Why the 4:5 Aspect Ratio Still Rules
Instagram continues to lean into the vertical format. The 4:5 ratio is becoming a safe bet for posts and previews, meaning that square (1:1) or landscape shots risk getting awkwardly cropped or saddled with white space. If your visuals aren’t optimized for 4:5, now’s the time to rework them.
iPad’s Long-Awaited Upgrade: Native App Is Here
After years of users operating Instagram as a blown-up phone app on iPad — with blurry uploads and awkward gaps — the native Instagram iPad app is finally live.
Key changes:
The app opens directly to Reels — a strong signal of where Instagram’s betting.
There’s a new “Following” tab with All, Friends, and Latest feed options.
Comments can expand alongside Reels without interrupting playback, and DMs are shown side-by-side (in two-pane layout) for smoother multitasking.
This version not only fixes long-standing UX complaints but reinforces Instagram’s direction: short-form video + deeper engagement.
What Instagram’s Testing Now: Reels + DMs Take Priority
Instagram isn’t stopping at layout tweaks. It’s testing a new menu bar that gives Reels and Direct Messages (DMs) their own tabs — pushing classic photo content further back in the experience.
The “+” button for creating posts is being swapped for a shortcut to messaging, and Search is getting repositioned. This is part of Instagram’s push to make its most-engaged features front-and-center.
Some regions are even testing Reels as the default feed you land on when opening the app — a clear nod to TikTok’s “always video first” design.
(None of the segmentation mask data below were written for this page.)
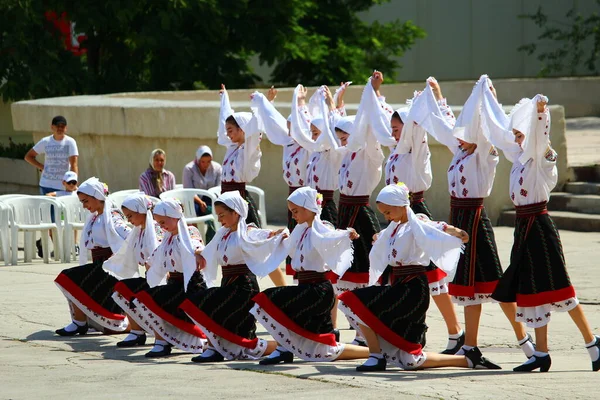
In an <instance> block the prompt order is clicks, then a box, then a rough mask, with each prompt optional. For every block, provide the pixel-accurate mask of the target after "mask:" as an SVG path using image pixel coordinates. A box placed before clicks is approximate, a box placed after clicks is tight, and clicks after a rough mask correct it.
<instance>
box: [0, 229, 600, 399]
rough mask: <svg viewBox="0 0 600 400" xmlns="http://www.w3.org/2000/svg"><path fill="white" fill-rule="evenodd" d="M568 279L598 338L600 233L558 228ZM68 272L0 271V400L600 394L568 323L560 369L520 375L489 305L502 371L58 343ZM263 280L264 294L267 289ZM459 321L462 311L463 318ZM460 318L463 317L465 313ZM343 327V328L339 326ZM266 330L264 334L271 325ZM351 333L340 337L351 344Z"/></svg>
mask: <svg viewBox="0 0 600 400" xmlns="http://www.w3.org/2000/svg"><path fill="white" fill-rule="evenodd" d="M496 234H497V241H498V247H499V250H500V254H501V255H502V261H503V264H504V265H506V264H507V257H508V254H509V250H510V245H511V243H512V230H511V229H510V228H503V227H500V228H496ZM562 238H563V243H564V246H565V250H566V258H567V261H568V263H569V266H570V272H571V276H572V280H573V283H574V285H575V286H576V288H577V289H578V295H579V297H580V299H581V301H582V302H583V303H584V304H585V305H584V308H585V311H586V312H587V315H588V318H589V320H590V323H591V325H592V327H593V329H594V330H595V331H596V332H600V292H599V291H598V287H597V282H598V281H599V280H600V269H598V268H597V262H596V260H597V259H599V258H600V246H598V244H599V242H600V233H593V234H590V233H579V232H568V231H565V232H562ZM65 266H66V265H64V264H63V265H61V264H58V263H53V264H49V265H44V264H42V263H40V262H39V260H38V261H36V262H34V263H33V264H29V265H19V266H11V267H0V304H2V307H1V308H0V398H1V399H39V398H81V399H109V398H110V399H112V398H134V397H135V398H142V397H147V398H162V397H166V396H168V395H177V396H194V397H200V396H202V397H203V398H209V399H213V398H214V399H220V398H223V399H224V398H227V399H238V398H239V399H241V398H248V397H253V398H259V397H260V398H264V399H275V398H291V397H293V398H296V399H309V398H310V399H315V398H318V399H320V398H328V399H347V398H348V397H349V396H352V397H353V398H378V399H380V398H384V399H386V398H409V396H410V397H411V398H414V397H417V398H433V399H446V398H456V399H459V398H460V399H488V398H489V399H492V398H500V397H502V398H504V399H517V398H518V399H533V398H536V399H537V398H540V397H541V398H569V399H575V398H586V399H589V398H599V397H600V395H599V394H598V392H597V387H598V382H600V381H599V379H600V375H599V373H596V374H594V373H592V372H591V369H590V368H591V364H590V361H589V357H588V355H587V352H586V351H585V349H584V348H583V344H582V339H581V337H580V336H579V333H578V331H577V330H576V328H575V326H574V324H573V323H572V322H571V320H570V318H569V317H568V315H565V314H555V315H554V316H553V321H552V323H551V327H550V333H551V336H550V345H551V351H552V357H553V366H552V369H551V371H550V372H549V373H546V374H541V375H540V374H539V373H535V374H517V373H513V372H512V371H511V369H512V368H513V367H514V366H516V365H518V364H519V363H521V362H523V361H524V356H523V355H522V353H521V351H520V349H518V348H517V346H516V343H515V340H514V337H513V335H512V333H511V331H510V330H509V325H508V322H507V321H506V320H505V318H504V316H503V315H502V313H501V311H500V308H499V307H498V306H497V305H486V306H485V307H484V315H483V316H482V321H481V330H480V338H481V340H480V346H481V347H482V349H483V351H484V354H485V355H486V356H488V357H489V358H491V359H492V360H494V361H496V362H498V363H500V364H501V365H502V367H503V368H504V369H503V370H501V371H473V370H466V369H452V368H445V369H439V370H429V371H419V372H403V371H401V370H399V369H395V368H392V369H390V370H389V371H387V372H384V373H372V374H362V375H361V374H358V373H356V372H355V371H354V367H355V366H356V365H357V364H358V363H359V361H344V362H335V363H329V364H318V363H308V362H302V361H297V362H294V363H293V364H287V365H281V366H276V367H268V368H267V367H261V366H259V365H258V364H257V363H256V362H224V363H220V364H213V365H195V364H193V363H191V362H190V355H187V354H183V353H179V352H174V355H173V356H171V357H169V358H166V359H162V360H148V359H146V358H144V357H143V354H144V353H145V352H146V351H148V349H149V348H147V347H143V348H140V349H133V350H131V349H117V348H116V346H115V343H116V342H117V341H119V340H121V339H122V337H123V336H121V335H116V336H103V335H99V334H91V335H88V336H85V337H77V338H66V339H65V338H58V337H57V336H55V335H54V333H53V332H54V329H56V328H58V327H61V326H63V325H64V324H65V323H67V322H68V314H67V307H66V302H65V300H64V298H63V296H62V295H61V294H60V292H59V291H58V289H57V288H56V287H55V285H54V283H53V279H54V277H55V276H56V275H57V273H58V272H59V271H60V270H61V269H63V268H64V267H65ZM269 284H270V282H269V281H268V279H267V280H263V281H261V286H262V287H267V286H269ZM461 314H462V311H461ZM461 319H462V317H461ZM427 322H428V324H429V326H430V328H429V333H428V346H427V347H428V349H430V350H432V351H435V350H441V349H442V348H443V347H444V345H445V342H446V339H445V336H446V334H445V333H446V330H445V326H444V325H443V322H442V320H441V318H440V315H439V313H438V311H437V309H436V308H435V306H434V305H433V303H432V308H431V309H430V314H429V317H428V321H427ZM339 323H340V327H342V328H345V327H347V323H346V322H345V321H343V320H342V319H341V318H340V321H339ZM260 332H261V333H260V334H261V335H264V336H265V337H266V336H267V335H266V333H265V331H264V330H263V329H260ZM352 336H353V332H352V331H349V330H344V331H342V339H343V340H345V341H349V340H351V339H352Z"/></svg>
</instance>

What It Means for Creators, Brands & Agencies
Visual strategy matters more: With four-wide grids, inconsistencies in your visual branding are easier to spot.
Video-first is non-negotiable: If Instagram continues to reposition Reels so aggressively, static images may lose ground.
Stay flexible: As they test new layouts and tabs, what works today might need adjustment tomorrow.
Revisit formatting: 4:5 is your safe bet. Avoid letting your visuals get chopped or misplaced.
Monitor menu tests: Changes to navigation (e.g. pushing content behind tabs) could impact reach and how followers engage.